第60話:お節介のゲリラ戦
――開け、クソッタレ!!
一真がプラチナの『魂の檻』の扉に手をかけ、渾身の力を込めたその瞬間。
白銀に染まっていた視界が、文字通り「弾け飛んだ」。
「……ッ、がぁっ……!!」
致死量の高電圧パルス。ハルの最終防衛プログラムが放った容赦ない強制排除が、一真の精神データをデジタルの海から現実世界へと乱暴に叩き出した。
春の陽光。アスファルトの硬さ。そして、背中の裂傷の激痛。
すべての感覚が一気に逆流し、一真はニコニコ商店街のスクランブル交差点のど真ん中で、肺の空気をすべて吐き出して激しくむせた。

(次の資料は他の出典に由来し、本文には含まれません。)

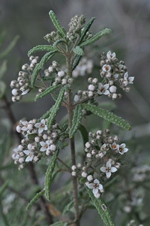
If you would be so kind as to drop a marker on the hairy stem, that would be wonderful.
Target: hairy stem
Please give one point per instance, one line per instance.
(72, 144)
(31, 169)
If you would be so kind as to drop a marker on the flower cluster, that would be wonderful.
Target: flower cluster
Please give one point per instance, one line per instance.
(102, 152)
(38, 141)
(21, 86)
(84, 67)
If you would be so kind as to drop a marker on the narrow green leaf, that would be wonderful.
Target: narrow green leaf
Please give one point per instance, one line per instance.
(40, 65)
(9, 48)
(3, 188)
(84, 133)
(109, 116)
(46, 92)
(34, 199)
(2, 89)
(49, 175)
(56, 106)
(3, 68)
(85, 30)
(41, 48)
(78, 51)
(56, 23)
(96, 37)
(101, 209)
(77, 116)
(59, 223)
(76, 61)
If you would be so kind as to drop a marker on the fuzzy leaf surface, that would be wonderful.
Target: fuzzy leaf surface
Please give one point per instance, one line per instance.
(56, 23)
(96, 37)
(78, 51)
(56, 106)
(34, 199)
(109, 116)
(77, 116)
(49, 175)
(41, 48)
(86, 29)
(46, 92)
(104, 214)
(40, 65)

スマホに触れていた右手の火傷はさらに酷くなり、肉が焦げる嫌な匂いが鼻を突く。
周囲では、一真が仕掛けたトラップによる「将棋倒し」の混乱がまだ続いていた。
(……くそっ、あと一歩だったのに……)
一真は、もがき苦しむ群衆の隙間を縫うようにして交差点を抜け出し、商店街の端にある、遊具一つない小さな公園へとよろめき歩いた。
それから、数十分後。
一真は、公園の古びたベンチに深く腰を下ろしていた。
左脇には、木島のジャンク屋から持ち出したマグネトロンとトランシーバー。
パーカーの右ポケットには、三二一〇円の全財産。左ポケットには、安っぽいプラスチックの指輪と、再び沈黙してしまったひび割れたスマホ。
そして、焼け焦げて血の滲む右手。
「……」
一真は、ズキズキと脈打つ右手の激痛を、自分がまだ生きている証として噛みしめながら、静かに商店街を行き交う群衆をじっと見つめ続けていた。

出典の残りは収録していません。